Wednesday, January 28, 2009

Lost explicatum

Lost explained.

Chris Jones notes a Latin exchange between two characters on tonight's episode:

Just when I least expect it, this evening’s episode of the ABC Series Lost features characters speaking Latin to each other; and for the most part the actors try and duplicate a classical pronunciation.
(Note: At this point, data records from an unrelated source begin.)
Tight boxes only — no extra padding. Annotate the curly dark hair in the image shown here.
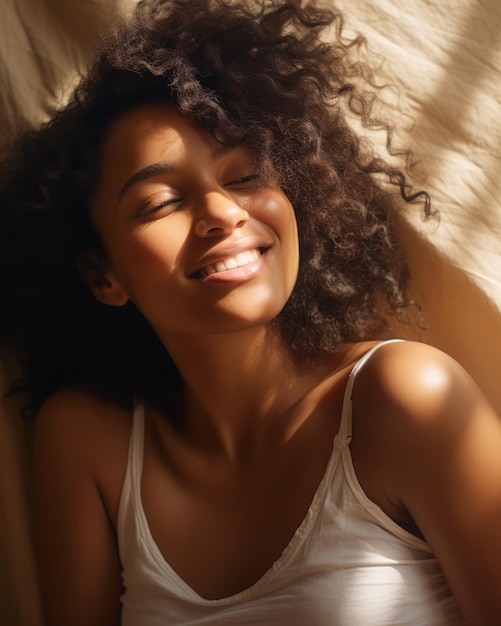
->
[0,0,429,406]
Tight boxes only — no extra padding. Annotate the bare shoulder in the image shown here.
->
[354,341,496,434]
[34,388,132,522]
[352,342,501,624]
[36,387,131,437]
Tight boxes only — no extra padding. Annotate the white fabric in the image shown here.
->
[118,344,464,626]
[0,0,501,626]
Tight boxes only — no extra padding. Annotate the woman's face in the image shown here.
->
[92,104,298,337]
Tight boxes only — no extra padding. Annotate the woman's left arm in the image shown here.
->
[362,343,501,626]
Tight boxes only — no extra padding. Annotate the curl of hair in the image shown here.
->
[0,0,429,412]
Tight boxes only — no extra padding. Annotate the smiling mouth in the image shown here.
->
[190,248,267,278]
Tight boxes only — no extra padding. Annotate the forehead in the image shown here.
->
[101,104,214,169]
[91,104,217,213]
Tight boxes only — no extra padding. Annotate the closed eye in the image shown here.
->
[140,198,182,217]
[224,174,259,189]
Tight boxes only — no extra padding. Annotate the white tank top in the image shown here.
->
[118,343,465,626]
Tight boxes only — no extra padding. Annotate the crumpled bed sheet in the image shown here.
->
[0,0,501,626]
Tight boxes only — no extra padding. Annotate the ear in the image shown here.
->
[76,251,129,306]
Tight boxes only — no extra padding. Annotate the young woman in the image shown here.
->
[1,0,501,626]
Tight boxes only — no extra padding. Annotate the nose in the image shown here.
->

The series is far too complicated to explain, but if you’re interested in seeing a little spoken Latin from primetime US television, you can view this evening’s episode here. The first Latin exchange is at the 14 minute mark:

Other 1: Quare non sunt vestitus eis?

Other 2: Tace!

Juliet: Cognoscitis qui sumus?

I am not a viewer, but I can offer this explanation (via Paul Kedrofsky):

PILOT: So, we have a little time and the auto-pilot’s on. How ‘bout you tell me about the island?

JACK: Well, we lived on the beach, mostly, except for the time we lived in the cave with the skeletons and the time we lived in the secret underground bunker with the lending library and the time we lived in the village built by the scientists that the people who don’t age gassed to death with the help of their leader, my third nemesis, the nebbishy con man with spine cancer, which we took over when the freighter people came to kill everybody. We ate wild boar and fish, and then the supplies stashed in the storeroom of the bunker, and then the scientists who the people who don’t age gassed to death were nice enough to replenish our food by airdrop, but only once, but that was okay, because the people who don’t age had some agriculture that we completely ignored while we stood in front of their refrigerators with the doors open. And I saw my dead dad just hanging around on the island, which I didn’t think too much about because I was preoccupied with the smoke monster and the baby stealing and the mind games with the nebbishy guy and my TOTALLY AWESOME tattoo which got my ass kicked in Thailand and the power struggle with my second nemesis, the formerly paralyzed bald survivalist mystic, who was, frankly, nuts.

PILOT: Nuts, you say?

JACK: Yeah, man of faith, thought the bunker wanted you to punch Hurley’s lotto numbers into the computer every few hours, and I was like, it’s a GAME, you lose, sucker.


JACK: So he finally came around after the shipwrecked sailor who lived in the bunker for two years told him that you had to punch the numbers, which obviously meant you didn’t have to punch the numbers. Which, come to think of it, I guess he was right in the first place. Missed the numbers, cratered the whole freaking bunker, knocked the guy who used to live there right into last Tuesday. Literally.

Oh, I forgot to mention that my dead father came back and kidnapped my secret sister.

PILOT: Um, okay. So … happy to be getting back?

JACK: Yeah, you know, I’m looking forward to having the time to grow a beard.